The FMA and RBNZ have received banks’ responses to last year’s conduct and culture review

NZ banks to drop sales incentives en masse

The FMA and Reserve Bank of New Zealand (RBNZ) have announced that all banks have outlined plans to remove sales incentives from frontline staff and their managers.

The banking conduct and culture report released last year required banks to outline their plans to remove sales incentives, and if they did not commit to this, to explain how they would manage resulting conflicts of interest. FMA Chief Executive Rob Everett and RBNZ Governor Adrian Orr have confirmed that all banks have now submitted plans to remove sales incentives for frontline staff and their managers, though some banks plan to retain sales incentives for a small group of staff and retail customers.

“Our review highlighted concerns about sales incentives for frontline banking staff. Other banking jurisdictions are also focused on this issue and the commitment to remove these incentives in New Zealand is a significant shift for banks,” Everett said.

“We will now move to monitoring the banks’ progress against the plans they’ve provided. The real test of the success of these commitments will be the type of behaviour that is rewarded in the future.”

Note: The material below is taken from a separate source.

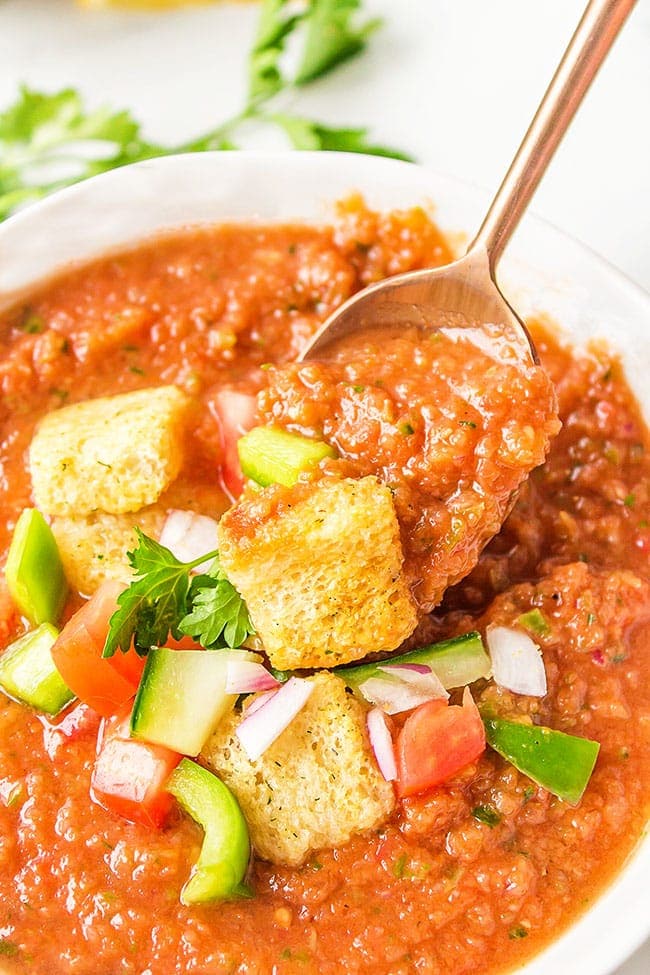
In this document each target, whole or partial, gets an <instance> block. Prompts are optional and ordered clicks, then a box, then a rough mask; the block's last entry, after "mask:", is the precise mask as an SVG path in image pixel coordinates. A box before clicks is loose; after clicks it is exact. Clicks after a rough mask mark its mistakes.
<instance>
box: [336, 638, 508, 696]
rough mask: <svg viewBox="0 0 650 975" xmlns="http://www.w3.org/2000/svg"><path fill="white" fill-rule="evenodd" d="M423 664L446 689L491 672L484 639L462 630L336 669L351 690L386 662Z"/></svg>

The regulators also noted that targets based on financial metrics remained in place for senior executives at most banks, but acknowledged that these roles were generally not directly linked to sales staff or their direct line management. Understanding these incentives and how they influence client outcomes will be a “key point of focus” for the regulators’ future monitoring efforts.

The FMA and RBNZ concluded in last year’s report that the approach to managing conduct risk was weak throughout the banking industry and that the 11 banks reviewed had not sufficiently put customer outcomes at the heart of their business.

“All the banks have now developed plans to address weaknesses in their systems,” Everett said. “They reflect our findings that there is more work to do to embed conduct risk into these firms. The real test will be how plans are executed and it is Board and senior management’s responsibility to ensure they deliver good customer outcomes.”

Commenting on the development, Orr said: “Culture comes from the top and boards and senior managers at our financial institutions need to be leading by example. Our review of bank plans shows there is still work to do at the system-level, but there is a much bigger concern and question about the culture being instilled and fostered at governance level. Boards are critical in leading the cultural shift that is needed to promote long-term customer outcomes. It is critical to embed new processes and governance systems within banks, and we will be monitoring their progress with this important work.”